— Какими судьбами, каким ветром вас занесло в наши края, золотко? вкрадчиво говорил он, щурясь от удовольствия. — Нем, так сказать, обязан?
Совсем вплотную к этой шарообразной фигуре приблизился хмурый Багрецов. Губы его вздрагивали.
— Ведь вы же сами мне назначили, — растерянно сказал он. — Я приехал в институт, но…
— Простите великодушно. — Лицо Толь Толича расплылось в еще более широкой улыбке. — Но ведь мы, золотко, не всегда себе принадлежим… Дела, дорогой мой, дела… Заводи, Петрович, поехали!
У Жени после этих слов упало сердце. Машина опять ускользнула прямо из-под носа. Вдруг ребята ее не встретят?
Надя хмурилась, кусала ноготь от досады.

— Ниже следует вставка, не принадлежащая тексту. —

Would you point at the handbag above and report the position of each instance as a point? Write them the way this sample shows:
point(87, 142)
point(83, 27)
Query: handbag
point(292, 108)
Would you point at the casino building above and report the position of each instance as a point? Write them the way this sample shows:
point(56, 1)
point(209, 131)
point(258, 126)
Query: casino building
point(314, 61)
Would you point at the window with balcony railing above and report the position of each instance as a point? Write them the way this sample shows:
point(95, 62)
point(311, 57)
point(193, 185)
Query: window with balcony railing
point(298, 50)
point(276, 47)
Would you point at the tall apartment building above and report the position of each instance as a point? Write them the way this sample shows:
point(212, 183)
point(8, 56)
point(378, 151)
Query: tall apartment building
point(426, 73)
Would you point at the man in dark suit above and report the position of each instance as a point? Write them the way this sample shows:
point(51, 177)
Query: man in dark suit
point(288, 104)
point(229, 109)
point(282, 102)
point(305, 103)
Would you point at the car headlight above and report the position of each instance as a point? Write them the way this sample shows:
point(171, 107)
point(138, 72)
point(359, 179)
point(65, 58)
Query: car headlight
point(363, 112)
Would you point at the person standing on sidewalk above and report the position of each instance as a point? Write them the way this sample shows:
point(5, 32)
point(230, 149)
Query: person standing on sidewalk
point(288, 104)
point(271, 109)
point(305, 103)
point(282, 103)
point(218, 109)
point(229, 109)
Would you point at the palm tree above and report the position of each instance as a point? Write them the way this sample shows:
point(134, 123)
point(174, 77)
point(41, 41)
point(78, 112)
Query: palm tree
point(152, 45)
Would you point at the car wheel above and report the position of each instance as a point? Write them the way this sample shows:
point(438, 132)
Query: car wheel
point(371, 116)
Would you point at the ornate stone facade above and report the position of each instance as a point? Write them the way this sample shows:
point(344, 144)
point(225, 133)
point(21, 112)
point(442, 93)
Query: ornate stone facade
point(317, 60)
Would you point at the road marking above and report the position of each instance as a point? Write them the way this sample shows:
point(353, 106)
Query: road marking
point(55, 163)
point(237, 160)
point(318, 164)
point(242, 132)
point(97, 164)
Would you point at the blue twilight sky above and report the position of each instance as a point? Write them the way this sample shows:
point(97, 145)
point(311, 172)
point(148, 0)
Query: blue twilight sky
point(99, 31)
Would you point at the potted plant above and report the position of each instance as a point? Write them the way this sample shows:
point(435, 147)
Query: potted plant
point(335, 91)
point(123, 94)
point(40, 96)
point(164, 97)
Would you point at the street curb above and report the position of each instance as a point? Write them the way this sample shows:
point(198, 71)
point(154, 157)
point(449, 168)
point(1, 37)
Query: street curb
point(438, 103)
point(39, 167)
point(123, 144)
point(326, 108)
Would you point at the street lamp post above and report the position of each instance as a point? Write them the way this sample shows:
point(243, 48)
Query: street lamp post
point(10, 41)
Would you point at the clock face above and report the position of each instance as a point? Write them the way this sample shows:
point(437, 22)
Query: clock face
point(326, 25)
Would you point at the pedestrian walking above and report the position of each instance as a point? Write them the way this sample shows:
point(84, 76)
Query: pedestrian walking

Вновь послышался знакомый голос Багрецова:
— Погодите! Вы же обещали взять меня. Все документы я оформил.
— Поздно, милый, поздно! Ваше место, товарищ Багрецов, уже занято. Как говорится в нашем ученом мире, природа не терпит пустоты. К тому же все под богом ходим… Позвонили мне вечерком из министерства: нельзя ли, мол, одну радистку, чью-то там племянницу, зачислить? Человек я маленький, возражать не приходится. Неприятно, конечно, но я тут не виноват. Простите, золотко, но если что нужно — прямо ко мне. Пока, дорогой мой!
Толь Толич повернулся лицом к машине. На экране оно постепенно увеличивалось. Самодовольное, но в то же время предупредительно-вежливое. Взглянешь на такого улыбающегося человека — и на душе становится радостно. Вот он, весь перед вами, доволен своим положением, работой, безоблачным, солнечным днем, цветочками в скверах, но больше всего доволен тем, что сможет доставить вам приятное. Если придется отказать, то сделает он это с грустной улыбкой, признается в своем бессилии, и вам уже становится его немного жалко. Чудесный, милый, чуткий человек! Посмотрите на него — он так вам сочувствует… «Эх, подумаете вы, — зачем я только его беспокоил?..»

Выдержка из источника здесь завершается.